Steve asked, regarding the Carnivore program, what position should Liberty take on this. Andrew replied he did not know at this time.

There is a somewhat polarized position on requirements for identity management between different public departments, but they should agree to share a common position; the qauestion was raised, how can we promote this? Michele Rubinstein of Solutions 4 Networks said that members of the American Bar Association have done a great deal more sharing since the Sept 11 terrorist attacks, and this is a big motivator to continue cooperation, both nationally and internationally. We should leverage the common concern over these attacks, to encourage more sharing for the common consumer good.

Bob commented that privacy for individual dignity has to be reconciled with anarchy and with legal needs and national security needs. All agreed these need to find a common natural acceptable balance.

Rosa Caputo of Blockade Systems Corp. said that liability and security are important to the business community, and the Identrus model is particularly favored. She asked whether this has this been included in Liberty's activities? Andrew confirmed this has been discussed.

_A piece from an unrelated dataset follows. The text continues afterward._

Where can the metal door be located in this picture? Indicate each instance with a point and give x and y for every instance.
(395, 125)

David McCaskill of Procter & Gamble asked how the Liberty Alliance can argue that the way to keep personal identity information secure is to keep it dispersed, as dispersal would seem to make it less secure. Chris said that we are always trading convenience for security, and must find the right balance. No-one will know the answer until experience bears it out. Wen and Andrew agreed. Andrew added that having a single central holder for identity puts a serious onus on one central provider - this in itself represents a major problem with Passport.